Thinking like an epistemic consequentialist, you might ask which state is more accurate? It seems like that would be cred2. While cred1 gets $$C_0$$ exactly right it does not do very well on the other propositions. In contrast, while cred2 gets $$C_0$$ exactly wrong, it is perfect on the other ten propositions. So overall, cred2 looks to have better epistemic consequences: when compared to being right about one proposition and off by 0.5 on ten others, being right on ten is surely worth one false belief. The Brier score seems to bear this out. If we let $$\mathscr{X}$$, the target set, consist of $$C_0, C_1, ..., C_{10}$$, then we have \begin{aligned} \mathbf{Brier}_\mathscr{X}(\mathbf{cred1}, @) &= \frac{1}{11}[(1-\mathbf{cred1}(C_0))^2 + \sum_{i = 1}^{10} (@(C_i) - \frac{1}{2}) ^2] = \frac{10}{44} \\ \mathbf{Brier}_\mathscr{X}(\mathbf{cred2}, @) &= \frac{1}{11}[(1-\mathbf{cred2}(C_0))^2 + \sum_{i = 1}^{10} (@(C_i) - cred(C_i)) ^2] = \frac{1}{11} \end{aligned} So, it seems that a good epistemic consequentialist will take the bribe. But, doesn’t that seem like the height of epistemic irresponsibility? It means choosing to believe that $$C_0$$ is certainly false when you have conclusive evidence for thinking that it is true. If you see the child on the lawn in front of you, how can you sanction believing she is not there?

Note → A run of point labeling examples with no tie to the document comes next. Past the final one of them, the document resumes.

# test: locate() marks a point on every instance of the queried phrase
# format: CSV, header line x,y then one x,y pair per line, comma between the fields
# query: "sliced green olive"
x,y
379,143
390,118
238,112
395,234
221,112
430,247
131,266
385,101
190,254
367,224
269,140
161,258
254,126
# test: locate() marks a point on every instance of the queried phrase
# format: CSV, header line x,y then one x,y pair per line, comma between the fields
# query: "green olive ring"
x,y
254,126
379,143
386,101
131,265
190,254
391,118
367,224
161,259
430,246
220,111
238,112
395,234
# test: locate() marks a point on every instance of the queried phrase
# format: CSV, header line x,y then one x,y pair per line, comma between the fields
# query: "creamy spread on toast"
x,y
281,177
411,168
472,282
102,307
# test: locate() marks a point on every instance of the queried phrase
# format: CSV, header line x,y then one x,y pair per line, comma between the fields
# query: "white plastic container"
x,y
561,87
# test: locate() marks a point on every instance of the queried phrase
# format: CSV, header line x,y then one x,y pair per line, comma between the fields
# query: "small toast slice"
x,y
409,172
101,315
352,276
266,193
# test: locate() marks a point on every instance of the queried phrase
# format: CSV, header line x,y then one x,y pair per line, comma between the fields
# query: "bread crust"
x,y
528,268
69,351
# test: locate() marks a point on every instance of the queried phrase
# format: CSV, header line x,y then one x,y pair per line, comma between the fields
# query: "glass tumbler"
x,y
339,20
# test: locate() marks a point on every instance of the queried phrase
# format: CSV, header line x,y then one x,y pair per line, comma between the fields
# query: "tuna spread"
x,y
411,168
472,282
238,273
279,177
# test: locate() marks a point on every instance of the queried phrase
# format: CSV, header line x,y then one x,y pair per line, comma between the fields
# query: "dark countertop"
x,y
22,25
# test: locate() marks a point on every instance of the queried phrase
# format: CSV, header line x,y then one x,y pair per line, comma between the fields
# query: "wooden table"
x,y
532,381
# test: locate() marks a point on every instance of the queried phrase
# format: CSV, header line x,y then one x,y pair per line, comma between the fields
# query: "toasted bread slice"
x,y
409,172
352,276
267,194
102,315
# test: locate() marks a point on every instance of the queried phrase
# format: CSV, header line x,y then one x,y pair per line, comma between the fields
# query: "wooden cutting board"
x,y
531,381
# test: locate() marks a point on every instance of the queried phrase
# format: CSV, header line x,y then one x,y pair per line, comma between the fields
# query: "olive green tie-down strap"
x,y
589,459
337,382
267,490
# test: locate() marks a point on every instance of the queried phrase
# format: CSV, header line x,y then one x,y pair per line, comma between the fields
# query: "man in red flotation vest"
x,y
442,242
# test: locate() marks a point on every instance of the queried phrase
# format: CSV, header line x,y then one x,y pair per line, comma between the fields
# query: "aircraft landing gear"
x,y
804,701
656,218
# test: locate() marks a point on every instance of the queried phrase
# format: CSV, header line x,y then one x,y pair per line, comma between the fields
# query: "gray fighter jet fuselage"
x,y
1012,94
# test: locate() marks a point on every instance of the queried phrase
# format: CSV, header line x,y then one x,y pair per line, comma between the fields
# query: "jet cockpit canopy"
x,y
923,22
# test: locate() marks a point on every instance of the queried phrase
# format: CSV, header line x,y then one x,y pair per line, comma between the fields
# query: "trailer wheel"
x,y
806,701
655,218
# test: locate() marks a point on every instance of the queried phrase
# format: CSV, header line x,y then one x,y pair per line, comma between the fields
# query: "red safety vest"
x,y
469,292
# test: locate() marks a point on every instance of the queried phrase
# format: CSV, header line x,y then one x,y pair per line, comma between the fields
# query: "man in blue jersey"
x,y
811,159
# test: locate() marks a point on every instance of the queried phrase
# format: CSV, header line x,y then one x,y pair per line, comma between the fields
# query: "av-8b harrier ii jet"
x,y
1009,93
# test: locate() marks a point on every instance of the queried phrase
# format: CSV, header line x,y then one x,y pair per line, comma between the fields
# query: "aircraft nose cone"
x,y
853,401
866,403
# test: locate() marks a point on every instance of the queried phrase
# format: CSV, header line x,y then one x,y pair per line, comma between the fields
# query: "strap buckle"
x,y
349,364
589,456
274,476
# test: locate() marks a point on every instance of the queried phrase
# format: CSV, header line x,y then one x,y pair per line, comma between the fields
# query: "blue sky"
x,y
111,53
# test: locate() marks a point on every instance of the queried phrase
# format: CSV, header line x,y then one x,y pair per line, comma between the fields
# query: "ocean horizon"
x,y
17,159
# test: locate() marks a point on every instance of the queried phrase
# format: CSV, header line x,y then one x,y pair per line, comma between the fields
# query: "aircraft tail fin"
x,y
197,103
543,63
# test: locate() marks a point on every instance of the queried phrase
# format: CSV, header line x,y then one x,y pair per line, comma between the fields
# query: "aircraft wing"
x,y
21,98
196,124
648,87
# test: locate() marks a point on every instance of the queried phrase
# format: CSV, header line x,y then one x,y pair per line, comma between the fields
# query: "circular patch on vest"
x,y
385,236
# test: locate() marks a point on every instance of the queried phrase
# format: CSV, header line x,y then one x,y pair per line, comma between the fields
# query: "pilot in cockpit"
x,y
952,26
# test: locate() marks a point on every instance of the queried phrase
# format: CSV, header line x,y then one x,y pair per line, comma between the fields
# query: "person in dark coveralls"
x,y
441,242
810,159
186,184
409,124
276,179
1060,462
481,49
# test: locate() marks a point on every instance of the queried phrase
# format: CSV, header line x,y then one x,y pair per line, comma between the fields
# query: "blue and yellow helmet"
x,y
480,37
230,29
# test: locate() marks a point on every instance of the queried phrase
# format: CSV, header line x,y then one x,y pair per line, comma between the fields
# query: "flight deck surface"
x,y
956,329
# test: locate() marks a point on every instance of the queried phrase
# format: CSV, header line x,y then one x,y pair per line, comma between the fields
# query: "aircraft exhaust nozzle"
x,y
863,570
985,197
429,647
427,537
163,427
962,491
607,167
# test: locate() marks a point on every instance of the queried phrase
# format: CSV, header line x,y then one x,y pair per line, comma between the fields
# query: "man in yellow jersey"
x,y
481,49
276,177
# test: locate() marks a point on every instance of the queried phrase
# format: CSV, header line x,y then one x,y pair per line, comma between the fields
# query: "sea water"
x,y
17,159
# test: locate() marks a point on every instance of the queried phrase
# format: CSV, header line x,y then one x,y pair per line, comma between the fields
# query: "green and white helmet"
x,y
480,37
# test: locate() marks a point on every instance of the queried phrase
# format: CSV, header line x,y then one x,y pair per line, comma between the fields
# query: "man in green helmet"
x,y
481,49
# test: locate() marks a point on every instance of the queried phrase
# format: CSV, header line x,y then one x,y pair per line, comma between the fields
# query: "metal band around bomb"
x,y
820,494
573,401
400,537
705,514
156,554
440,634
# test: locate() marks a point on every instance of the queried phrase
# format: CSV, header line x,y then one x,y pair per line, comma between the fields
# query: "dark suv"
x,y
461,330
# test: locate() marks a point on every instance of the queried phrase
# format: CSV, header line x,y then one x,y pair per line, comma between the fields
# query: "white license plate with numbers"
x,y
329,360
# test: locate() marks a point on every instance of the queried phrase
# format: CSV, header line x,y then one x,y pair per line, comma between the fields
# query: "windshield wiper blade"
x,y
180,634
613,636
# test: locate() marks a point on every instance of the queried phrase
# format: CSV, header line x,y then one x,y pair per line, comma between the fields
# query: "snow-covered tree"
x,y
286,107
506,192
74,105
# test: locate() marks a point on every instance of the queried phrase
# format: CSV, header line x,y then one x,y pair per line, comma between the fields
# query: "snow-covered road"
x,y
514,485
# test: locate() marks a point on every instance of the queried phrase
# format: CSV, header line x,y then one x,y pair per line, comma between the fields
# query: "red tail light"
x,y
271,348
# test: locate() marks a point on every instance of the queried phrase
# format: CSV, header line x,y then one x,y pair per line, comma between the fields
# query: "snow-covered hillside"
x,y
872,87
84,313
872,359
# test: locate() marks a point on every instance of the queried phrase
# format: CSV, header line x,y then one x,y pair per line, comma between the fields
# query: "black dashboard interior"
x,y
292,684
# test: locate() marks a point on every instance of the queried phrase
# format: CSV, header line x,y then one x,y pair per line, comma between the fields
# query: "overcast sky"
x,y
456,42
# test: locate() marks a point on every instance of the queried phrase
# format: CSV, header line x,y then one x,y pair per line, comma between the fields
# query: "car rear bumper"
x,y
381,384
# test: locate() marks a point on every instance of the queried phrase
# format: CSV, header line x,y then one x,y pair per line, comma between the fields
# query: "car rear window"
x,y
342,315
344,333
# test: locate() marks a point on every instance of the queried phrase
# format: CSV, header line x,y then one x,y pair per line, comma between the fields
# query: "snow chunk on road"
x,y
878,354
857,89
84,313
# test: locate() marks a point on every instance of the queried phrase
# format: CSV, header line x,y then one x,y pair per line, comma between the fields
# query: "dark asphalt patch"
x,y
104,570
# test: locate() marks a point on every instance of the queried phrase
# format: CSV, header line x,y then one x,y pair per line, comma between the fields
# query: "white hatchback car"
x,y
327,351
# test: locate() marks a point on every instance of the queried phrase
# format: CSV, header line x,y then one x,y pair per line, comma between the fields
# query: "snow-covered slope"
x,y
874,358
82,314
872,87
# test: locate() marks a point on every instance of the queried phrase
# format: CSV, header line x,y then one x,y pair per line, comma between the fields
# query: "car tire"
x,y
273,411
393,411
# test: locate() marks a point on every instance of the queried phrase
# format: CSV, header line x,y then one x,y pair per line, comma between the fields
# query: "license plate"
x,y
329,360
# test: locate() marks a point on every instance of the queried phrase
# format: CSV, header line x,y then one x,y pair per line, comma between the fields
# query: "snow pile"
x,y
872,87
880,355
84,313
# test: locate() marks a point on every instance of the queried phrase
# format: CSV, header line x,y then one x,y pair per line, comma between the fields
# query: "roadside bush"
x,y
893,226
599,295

As Greaves admits, intuitions are divided here. Some consequentialists might think that “epistemic bribes” are at least sometimes worth taking, while those of a more deontological bent will always find such trade-offs “beyond the pale”  . We will largely sidestep these contentious issues here, though our argument will offer comfort to epistemic consequentialists who feel queasy about accepting the bribe offered in Imps. We contend that, when inaccuracy is measured properly, the consequences of adopting the cred2 credences are strictly worse than the consequences of adopting cred1.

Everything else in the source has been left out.